Susan Sontag, autora estadounidense ya fallecida, decía que solo existen dos reinos, dos ciudadanías: la salud y la enfermedad. En la obra La enfermedad, del venezolano Alberto Barrera Tyszka, Premio Herralde de Novela 2006, se recuerda aquella frase. Narrador, poeta, guionista y biógrafo nacido en 1960, residente por años en México y radicado nuevamente en Caracas, Barrera parece construir a partir de este pronunciamiento de Sontag el argumento de su libro, que se alzó con el galardón entre un total de 172 originales.
“Lo que quería era la publicación. Porque lo que hacen en este premio es que entre los finalistas agarran y publican tres. Era lo que realmente anhelaba. Somos tres escritores que a veces nos reunimos los viernes en Caracas a conversar, a hablar mal de los editores, sobre todo (risas). Uno de ellos envió su novela al premio Tusquets y yo dije voy a enviar la mía al Anagrama. Pero no pensé: es buena y va a ganar. Aunque obviamente sabía que no era una basura, porque de lo contrario no la habría mandado”, comentó Barrera recientemente, durante la visita que hizo a Guayaquil para promocionar su obra.
Es una novela corta, de apenas 168 páginas. Posee una narrativa ágil, veloz, que también busca profundidad. Y aunque toca un tema árido, como la enfermedad, leerla resulta entretenida por la forma en que el autor la ha construido. Intercala dos historias, ambas conectadas con el doctor Andrés Miranda, quien es partidario de decirle siempre la verdad al paciente, por muy fuerte y desesperanzada que sea.
Este médico, que creció solo con su padre, porque su madre murió cuando él era niño en un accidente de avión, un día descubre que su progenitor, que ya ronda los 70 años, tiene cáncer terminal. Y es ahí cuando su forma de pensar entra en contradicción: ¿Cómo actuar? ¿Cómo enfrentar esta realidad? ¿Tiene valor para decirle a su padre la verdad? “La enfermedad también es un acto desleal, una infidelidad inaceptable”, dice uno de los personajes.

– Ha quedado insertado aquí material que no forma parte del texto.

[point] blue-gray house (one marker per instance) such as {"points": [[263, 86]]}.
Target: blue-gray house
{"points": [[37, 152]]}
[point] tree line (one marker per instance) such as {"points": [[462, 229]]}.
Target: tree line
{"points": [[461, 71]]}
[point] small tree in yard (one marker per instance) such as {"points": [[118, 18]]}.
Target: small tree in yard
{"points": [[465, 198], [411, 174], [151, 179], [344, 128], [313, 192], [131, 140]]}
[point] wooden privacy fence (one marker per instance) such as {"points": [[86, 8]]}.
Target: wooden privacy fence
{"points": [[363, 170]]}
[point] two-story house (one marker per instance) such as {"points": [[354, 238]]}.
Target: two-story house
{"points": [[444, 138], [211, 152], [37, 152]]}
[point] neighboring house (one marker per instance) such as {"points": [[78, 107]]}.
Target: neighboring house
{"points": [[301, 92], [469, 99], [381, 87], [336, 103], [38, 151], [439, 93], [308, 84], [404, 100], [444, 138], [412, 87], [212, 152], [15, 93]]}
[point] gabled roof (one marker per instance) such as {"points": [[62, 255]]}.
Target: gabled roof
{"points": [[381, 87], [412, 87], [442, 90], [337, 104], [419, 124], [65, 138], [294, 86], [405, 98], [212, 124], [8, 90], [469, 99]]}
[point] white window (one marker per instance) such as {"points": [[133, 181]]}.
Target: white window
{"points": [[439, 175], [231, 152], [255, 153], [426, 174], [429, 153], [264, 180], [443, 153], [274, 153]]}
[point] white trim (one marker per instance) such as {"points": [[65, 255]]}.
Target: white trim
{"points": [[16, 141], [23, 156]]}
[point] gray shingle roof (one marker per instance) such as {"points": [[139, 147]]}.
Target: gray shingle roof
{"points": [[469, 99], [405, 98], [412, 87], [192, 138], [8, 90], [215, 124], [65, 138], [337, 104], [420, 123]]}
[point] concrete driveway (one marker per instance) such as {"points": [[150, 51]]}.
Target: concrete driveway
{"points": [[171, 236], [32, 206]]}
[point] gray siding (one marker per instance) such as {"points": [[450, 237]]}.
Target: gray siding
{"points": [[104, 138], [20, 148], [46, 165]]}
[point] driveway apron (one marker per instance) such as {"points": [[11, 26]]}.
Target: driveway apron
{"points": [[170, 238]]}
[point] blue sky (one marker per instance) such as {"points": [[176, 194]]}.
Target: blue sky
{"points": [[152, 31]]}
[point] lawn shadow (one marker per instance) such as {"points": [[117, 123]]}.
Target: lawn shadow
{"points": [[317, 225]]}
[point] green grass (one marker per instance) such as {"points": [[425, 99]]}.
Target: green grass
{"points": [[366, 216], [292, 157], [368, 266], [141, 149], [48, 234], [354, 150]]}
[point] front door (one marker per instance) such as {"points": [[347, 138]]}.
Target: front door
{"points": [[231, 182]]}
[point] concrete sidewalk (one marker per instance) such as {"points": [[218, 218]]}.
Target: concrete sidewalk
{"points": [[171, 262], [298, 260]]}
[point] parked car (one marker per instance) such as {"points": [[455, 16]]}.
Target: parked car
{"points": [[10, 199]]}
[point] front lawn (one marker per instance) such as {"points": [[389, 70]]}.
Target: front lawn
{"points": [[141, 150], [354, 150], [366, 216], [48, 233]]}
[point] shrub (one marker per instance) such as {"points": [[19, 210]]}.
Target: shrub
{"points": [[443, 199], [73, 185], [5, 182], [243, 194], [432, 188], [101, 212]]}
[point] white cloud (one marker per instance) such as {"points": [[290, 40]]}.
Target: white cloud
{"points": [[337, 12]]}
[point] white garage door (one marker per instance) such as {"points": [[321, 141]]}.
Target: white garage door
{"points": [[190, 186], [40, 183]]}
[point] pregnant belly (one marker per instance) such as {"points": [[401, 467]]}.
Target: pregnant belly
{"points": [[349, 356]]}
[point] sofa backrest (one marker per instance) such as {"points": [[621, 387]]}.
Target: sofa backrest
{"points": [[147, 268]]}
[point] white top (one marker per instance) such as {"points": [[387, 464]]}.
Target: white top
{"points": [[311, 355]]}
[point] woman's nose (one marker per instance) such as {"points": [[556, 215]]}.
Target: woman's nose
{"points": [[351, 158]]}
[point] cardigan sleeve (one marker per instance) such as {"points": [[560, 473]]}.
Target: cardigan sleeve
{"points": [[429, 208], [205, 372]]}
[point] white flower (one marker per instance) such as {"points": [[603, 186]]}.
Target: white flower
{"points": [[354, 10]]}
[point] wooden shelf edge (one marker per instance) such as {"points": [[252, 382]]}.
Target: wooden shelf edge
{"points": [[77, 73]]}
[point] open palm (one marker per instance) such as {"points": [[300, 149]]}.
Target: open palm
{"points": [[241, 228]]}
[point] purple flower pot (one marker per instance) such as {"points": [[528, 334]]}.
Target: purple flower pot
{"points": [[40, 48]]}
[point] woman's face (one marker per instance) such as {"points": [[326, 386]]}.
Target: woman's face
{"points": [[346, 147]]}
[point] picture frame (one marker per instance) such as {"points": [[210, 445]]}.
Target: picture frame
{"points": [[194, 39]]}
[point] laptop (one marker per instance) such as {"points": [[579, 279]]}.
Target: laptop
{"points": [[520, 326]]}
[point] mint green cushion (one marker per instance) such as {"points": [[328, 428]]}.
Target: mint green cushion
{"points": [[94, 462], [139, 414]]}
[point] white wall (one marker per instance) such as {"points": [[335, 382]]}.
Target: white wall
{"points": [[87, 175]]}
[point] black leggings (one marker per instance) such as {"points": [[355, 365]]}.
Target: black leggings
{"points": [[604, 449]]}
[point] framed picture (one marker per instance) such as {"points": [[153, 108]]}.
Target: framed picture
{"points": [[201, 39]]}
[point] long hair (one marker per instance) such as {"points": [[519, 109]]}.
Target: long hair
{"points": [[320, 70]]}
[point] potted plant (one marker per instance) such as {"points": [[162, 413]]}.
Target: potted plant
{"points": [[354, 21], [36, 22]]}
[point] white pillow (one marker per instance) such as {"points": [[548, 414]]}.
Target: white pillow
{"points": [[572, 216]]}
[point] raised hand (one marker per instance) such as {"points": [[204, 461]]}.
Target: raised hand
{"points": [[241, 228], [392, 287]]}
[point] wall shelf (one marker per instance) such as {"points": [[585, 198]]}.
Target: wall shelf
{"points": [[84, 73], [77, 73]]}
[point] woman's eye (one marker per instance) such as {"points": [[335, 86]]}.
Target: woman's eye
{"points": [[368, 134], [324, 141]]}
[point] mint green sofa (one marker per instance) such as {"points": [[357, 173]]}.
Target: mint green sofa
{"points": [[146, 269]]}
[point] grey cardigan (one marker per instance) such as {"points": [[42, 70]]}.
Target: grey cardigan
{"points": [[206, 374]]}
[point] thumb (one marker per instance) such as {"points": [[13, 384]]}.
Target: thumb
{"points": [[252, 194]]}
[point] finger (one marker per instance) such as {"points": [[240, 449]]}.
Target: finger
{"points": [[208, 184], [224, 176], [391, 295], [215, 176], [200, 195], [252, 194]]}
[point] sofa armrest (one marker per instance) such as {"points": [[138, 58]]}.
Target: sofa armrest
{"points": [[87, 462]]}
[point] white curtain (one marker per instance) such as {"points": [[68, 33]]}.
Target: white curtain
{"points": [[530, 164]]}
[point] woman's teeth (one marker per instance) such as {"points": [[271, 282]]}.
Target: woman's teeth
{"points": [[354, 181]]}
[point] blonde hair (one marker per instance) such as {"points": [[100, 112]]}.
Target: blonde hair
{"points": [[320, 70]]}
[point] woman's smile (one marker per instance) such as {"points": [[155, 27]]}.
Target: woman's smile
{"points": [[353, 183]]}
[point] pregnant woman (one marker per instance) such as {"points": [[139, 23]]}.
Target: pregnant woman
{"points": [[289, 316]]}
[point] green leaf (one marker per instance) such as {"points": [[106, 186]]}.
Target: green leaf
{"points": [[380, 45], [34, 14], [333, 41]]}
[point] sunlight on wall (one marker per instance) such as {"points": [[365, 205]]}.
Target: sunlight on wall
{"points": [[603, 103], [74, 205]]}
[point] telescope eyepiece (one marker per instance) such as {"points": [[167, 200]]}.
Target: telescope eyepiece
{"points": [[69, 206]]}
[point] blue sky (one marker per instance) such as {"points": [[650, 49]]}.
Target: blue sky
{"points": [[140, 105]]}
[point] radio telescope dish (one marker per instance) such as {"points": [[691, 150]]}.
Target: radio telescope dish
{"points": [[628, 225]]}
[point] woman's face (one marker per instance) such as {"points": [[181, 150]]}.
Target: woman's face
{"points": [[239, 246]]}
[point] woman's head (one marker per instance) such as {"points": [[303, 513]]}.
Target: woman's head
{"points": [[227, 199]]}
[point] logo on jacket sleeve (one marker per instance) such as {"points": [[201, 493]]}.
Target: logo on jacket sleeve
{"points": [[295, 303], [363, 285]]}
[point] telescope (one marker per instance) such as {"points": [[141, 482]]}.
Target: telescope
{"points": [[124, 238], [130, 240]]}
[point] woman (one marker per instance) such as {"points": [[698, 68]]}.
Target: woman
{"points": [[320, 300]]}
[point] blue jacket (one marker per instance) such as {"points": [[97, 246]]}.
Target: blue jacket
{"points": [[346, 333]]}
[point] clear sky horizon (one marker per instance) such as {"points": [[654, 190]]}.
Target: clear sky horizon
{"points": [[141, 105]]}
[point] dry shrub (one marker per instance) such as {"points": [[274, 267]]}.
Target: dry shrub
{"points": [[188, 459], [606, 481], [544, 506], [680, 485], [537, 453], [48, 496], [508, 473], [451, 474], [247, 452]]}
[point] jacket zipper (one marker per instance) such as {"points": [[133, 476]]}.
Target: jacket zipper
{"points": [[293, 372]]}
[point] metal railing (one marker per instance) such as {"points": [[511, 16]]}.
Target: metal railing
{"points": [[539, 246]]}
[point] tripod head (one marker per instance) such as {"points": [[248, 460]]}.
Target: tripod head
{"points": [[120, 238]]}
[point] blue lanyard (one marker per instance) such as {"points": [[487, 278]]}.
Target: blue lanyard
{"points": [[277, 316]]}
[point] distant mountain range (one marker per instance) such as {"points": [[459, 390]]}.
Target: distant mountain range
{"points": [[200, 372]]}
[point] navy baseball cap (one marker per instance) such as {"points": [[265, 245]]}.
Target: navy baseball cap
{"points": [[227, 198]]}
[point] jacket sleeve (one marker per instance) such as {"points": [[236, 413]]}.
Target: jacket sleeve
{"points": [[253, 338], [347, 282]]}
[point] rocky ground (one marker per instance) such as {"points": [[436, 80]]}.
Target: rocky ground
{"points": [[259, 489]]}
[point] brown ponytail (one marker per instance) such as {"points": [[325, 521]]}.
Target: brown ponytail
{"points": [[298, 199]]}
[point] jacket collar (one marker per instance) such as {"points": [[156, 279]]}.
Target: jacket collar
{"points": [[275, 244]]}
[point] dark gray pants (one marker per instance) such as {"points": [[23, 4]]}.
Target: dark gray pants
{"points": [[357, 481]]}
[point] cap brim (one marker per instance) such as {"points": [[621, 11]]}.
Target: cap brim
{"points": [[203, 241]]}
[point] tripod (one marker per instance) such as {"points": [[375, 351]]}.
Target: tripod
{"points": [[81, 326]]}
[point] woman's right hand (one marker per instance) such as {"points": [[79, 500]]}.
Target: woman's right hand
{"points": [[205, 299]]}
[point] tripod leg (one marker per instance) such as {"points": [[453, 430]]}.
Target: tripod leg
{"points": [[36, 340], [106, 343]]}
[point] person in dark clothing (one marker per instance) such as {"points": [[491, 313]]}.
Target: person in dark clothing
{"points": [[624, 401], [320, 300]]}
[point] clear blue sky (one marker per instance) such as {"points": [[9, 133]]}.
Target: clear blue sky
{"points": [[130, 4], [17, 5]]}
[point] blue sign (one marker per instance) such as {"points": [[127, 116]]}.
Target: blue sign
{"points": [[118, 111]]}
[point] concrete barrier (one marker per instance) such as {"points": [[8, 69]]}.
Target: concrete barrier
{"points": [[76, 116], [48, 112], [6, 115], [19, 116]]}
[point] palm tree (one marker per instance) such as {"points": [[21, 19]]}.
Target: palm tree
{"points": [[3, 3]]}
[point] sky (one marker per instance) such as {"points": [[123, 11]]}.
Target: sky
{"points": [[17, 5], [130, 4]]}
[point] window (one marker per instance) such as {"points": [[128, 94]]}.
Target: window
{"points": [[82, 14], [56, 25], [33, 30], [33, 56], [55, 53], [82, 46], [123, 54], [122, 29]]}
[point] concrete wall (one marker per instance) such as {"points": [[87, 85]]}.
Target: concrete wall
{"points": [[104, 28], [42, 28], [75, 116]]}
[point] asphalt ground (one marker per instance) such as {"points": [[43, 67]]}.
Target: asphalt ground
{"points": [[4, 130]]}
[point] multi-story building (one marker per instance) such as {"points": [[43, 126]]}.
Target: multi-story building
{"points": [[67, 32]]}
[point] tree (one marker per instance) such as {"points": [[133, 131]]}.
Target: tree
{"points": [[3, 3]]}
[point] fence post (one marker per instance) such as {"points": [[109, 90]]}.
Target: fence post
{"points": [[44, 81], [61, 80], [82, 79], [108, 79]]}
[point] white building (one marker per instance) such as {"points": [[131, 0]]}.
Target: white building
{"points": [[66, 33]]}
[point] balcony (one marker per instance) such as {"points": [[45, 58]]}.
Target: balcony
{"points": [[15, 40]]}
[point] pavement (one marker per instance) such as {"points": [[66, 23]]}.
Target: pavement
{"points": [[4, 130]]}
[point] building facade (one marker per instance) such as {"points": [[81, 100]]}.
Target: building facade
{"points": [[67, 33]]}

Esta novela, que nos enfrenta con nuestra fragilidad, se matiza con otro ingrediente: Andrés tiene un paciente hipocondriaco, que busca la atención permanente del médico, pero este anda inmerso en la enfermedad de su padre. El hipocondriaco lo llama por teléfono, luego le envía correos, lo acosa. Pronto entran en juego otros personajes: la secretaria del médico, la amiga de la secretaria.
Es una obra de múltiples voces, que se desarrolla en Venezuela. Están, además, la esposa del médico, sus hijos, la empleada de su padre.
La narración se desplaza a veces hacia ese país que pese a su bonanza tiene un gran número de pobres y hay incluso pincelazos del presidente Chávez.
La enfermedad fue designada a principios de año por la editorial Popular de China como la mejor novela escrita en español, junto con la obra Pasiones griegas, del autor chileno Roberto Ampuero. El premio consiste en que ambos libros serán traducidos al mandarín, “hecho que para uno es sorprendente, porque es una de las lenguas más raras”, expresó Barrera. “Siempre digo: quiero un fracaso editorial en China, pensando que eso de todas maneras supone un millón de lectores”, bromeó.
Este autor es conocido también por su faceta de guionista de telenovelas (Nada personal, Aunque mal paguen, entre otras) y por haber escrito, junto con su esposa, la periodista Cristina Marcano, la biografía titulada Hugo Chávez sin uniforme.